Background · context and trade-offs
The pattern sits one layer up from the rest of this catalog. Reflexion, Checkpointing, Tool Use ReAct, and the others are mechanisms — concrete loops or protocols a system either runs or does not. 12-Factor is the lens that decides which mechanisms an agent assembles, which abstractions it owns rather than imports, and which framework defaults it dismantles to keep production behaviour legible. The methodology is opinionated about plumbing: the loop is code a developer can step through, the prompt lives in the repo, the context window is assembled by a function a reviewer can read, and the run survives a restart because its state is durable and its reducer is pure.
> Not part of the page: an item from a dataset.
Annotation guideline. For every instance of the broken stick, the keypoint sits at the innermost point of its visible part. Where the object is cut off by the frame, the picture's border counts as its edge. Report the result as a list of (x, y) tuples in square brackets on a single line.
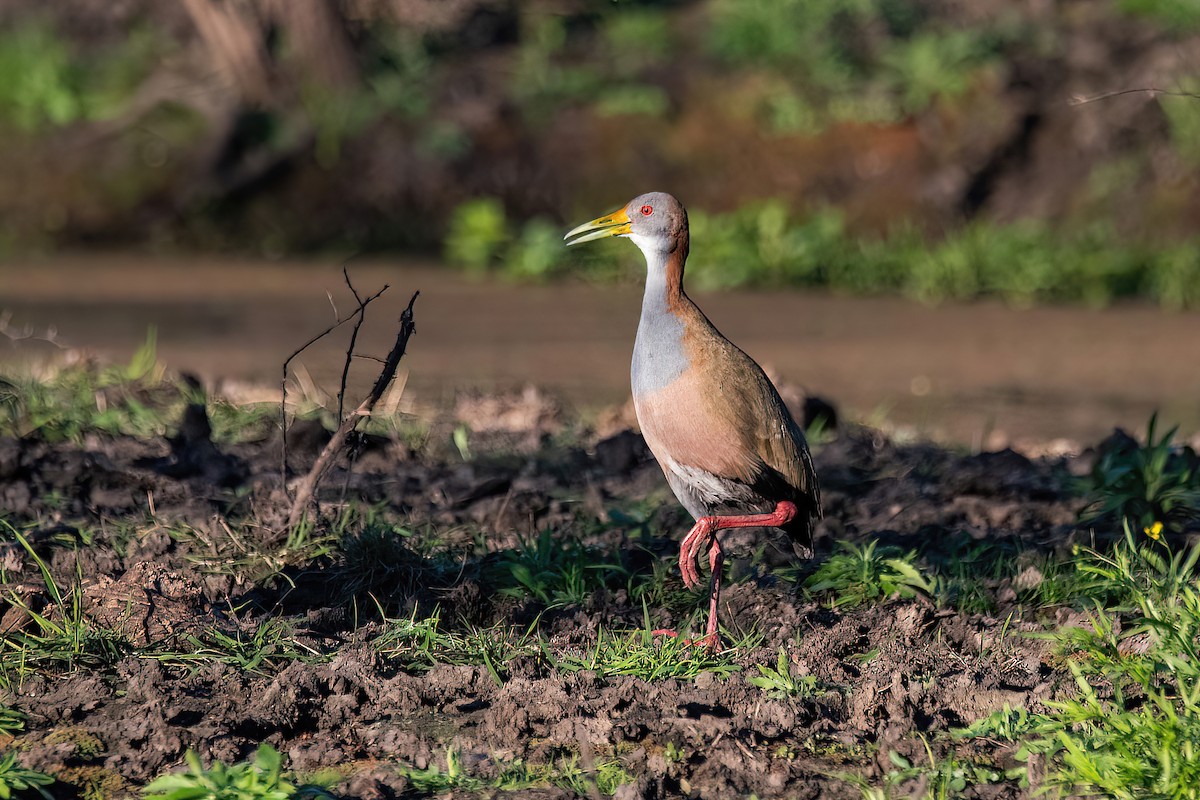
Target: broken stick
[(306, 492)]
The principles compose with the rest of the catalog rather than competing. Factor 3 (own your context window) is the operational shape of Context Engineering. Factor 5 (unify state) and factor 12 (stateless reducer) are the contract Checkpointing relies on. Factor 7 (contact humans with tool calls) is one Human-in-the-Loop implementation. Factor 4 (tools as structured outputs) is the wire shape Tool Use ReAct emits. Adoption costs the work of taking abstractions back from a framework; the payoff is that every later debugging session, eval, or incident touches code the team owns end to end.